When it comes to warranties commonly used in the construction and real estate industries, whether you need a collateral warranty or a structural warranty depends on your position. Investors and buyers want to be confident that their properties are built to the highest standards, and developers and contractors want to ensure their liabilities are appropriately defined.
In either case, the right legal cover should be in place if buyers or lenders need to make a claim for repair costs resulting from defects that developers or contractors are responsible for.
These policies have different purposes, so here’s a quick guide to the differences between collateral warranties and structural warranties to help you decide which policy would benefit you most.
What is a collateral warranty for?
When a developer uses the services of a contractor or consultant to complete their construction project, they may require a collateral warranty to be set up alongside the original contract between the two professional parties.
This extends the contract to a third party beneficiary – typically the property buyer or tenant. The policy warrants to the buyer that the named parties will complete their work to the required standards set out in the primary contract, giving the buyer the right to recover losses if the named parties breach the contract terms.
The collateral warranty should specify the warrantor’s obligations and third party claim limitations, backed by the warrantor’s professional indemnity insurance policy. Collateral warranties are usually executed as deeds, lasting for 12 years.
Unless specified otherwise, collateral warranties normally don’t cover insolvency of the named parties, and may not be assignable if the original buyer sells the property to a new owner.

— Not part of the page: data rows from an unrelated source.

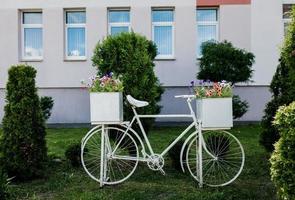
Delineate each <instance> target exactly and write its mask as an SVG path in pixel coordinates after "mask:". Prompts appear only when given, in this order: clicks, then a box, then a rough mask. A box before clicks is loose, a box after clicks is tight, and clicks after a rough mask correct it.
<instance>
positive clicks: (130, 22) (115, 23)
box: [108, 8, 131, 35]
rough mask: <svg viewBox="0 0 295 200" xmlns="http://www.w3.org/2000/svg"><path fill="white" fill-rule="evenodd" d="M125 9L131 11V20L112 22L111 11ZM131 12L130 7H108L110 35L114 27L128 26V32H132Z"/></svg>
mask: <svg viewBox="0 0 295 200" xmlns="http://www.w3.org/2000/svg"><path fill="white" fill-rule="evenodd" d="M116 11H119V12H120V11H125V12H129V22H110V12H116ZM130 14H131V12H130V9H119V8H109V9H108V35H111V34H112V33H111V30H112V27H122V26H124V27H128V32H131V15H130Z"/></svg>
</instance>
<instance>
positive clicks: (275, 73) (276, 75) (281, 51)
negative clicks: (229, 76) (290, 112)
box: [260, 8, 295, 151]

If there is an issue covered by the warranty, it will also be the beneficiary’s responsibility to prove the warrantor’s negligence in a court of law.
What is a structural warranty for?
Structural warranties are typically set up by the developer or lead builder before the construction project commences, ensuring that professional inspections are carried out to confirm structural safety and compliance with building standards throughout the process.

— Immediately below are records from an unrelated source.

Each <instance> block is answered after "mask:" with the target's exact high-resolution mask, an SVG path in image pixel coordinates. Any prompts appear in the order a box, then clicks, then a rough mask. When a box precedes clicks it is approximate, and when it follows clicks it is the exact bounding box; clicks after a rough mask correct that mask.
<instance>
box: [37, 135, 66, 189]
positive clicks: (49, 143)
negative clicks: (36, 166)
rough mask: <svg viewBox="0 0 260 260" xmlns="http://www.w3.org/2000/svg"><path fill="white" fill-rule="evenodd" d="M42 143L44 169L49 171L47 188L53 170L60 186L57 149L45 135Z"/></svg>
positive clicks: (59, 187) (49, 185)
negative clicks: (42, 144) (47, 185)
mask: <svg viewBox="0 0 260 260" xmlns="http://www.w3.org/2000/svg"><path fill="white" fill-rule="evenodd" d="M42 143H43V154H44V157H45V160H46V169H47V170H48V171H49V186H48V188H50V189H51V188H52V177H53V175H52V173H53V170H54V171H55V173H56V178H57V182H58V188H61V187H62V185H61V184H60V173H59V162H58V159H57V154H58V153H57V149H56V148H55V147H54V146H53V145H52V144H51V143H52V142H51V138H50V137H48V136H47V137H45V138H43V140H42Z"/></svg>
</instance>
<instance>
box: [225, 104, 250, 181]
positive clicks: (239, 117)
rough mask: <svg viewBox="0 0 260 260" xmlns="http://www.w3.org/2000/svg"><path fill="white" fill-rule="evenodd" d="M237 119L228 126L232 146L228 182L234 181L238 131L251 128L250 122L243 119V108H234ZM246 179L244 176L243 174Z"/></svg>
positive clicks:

This reduces the risk of latent structural defects developing due to poor workmanship or the use of faulty materials. Once the build is complete, the warranty is transferred to the buyer, who will then benefit from this cover for a minimum of 15 years.
If structural defects become apparent during this period, the policy holder can make a claim directly to the warranty provider, without having to prove negligence or who is at fault. This is faster and more convenient for the buyer, as the provider should pay out for a valid claim even if the responsible party has become insolvent or doesn’t have professional indemnity insurance.
Structural warranties are assigned to the property and stay with it for their duration, meaning they can be transferred to new owners if the property is sold any time within the policy term. The only downside is that these warranties are limited to solely covering structural defects.
Which warranty is better?
Though a collateral warranty and a structural warranty may seem similar in their overall provisions of protection for the property, they aren’t interchangeable.
Structural warranties are attractive because they help to avoid costly and lengthy court proceedings and are transferable, but they only apply to structural defects – whereas collateral warranties can provide cover for more comprehensive non-structural defects.
Which policy you need depends on the liabilities you’re trying to cover and the beneficiaries you want to appeal to. There are some cases where both policies may be necessary for the same project, so rather than deciding on one or the other, it may be best to look into both 12-year collateral warranties and structural building warranties.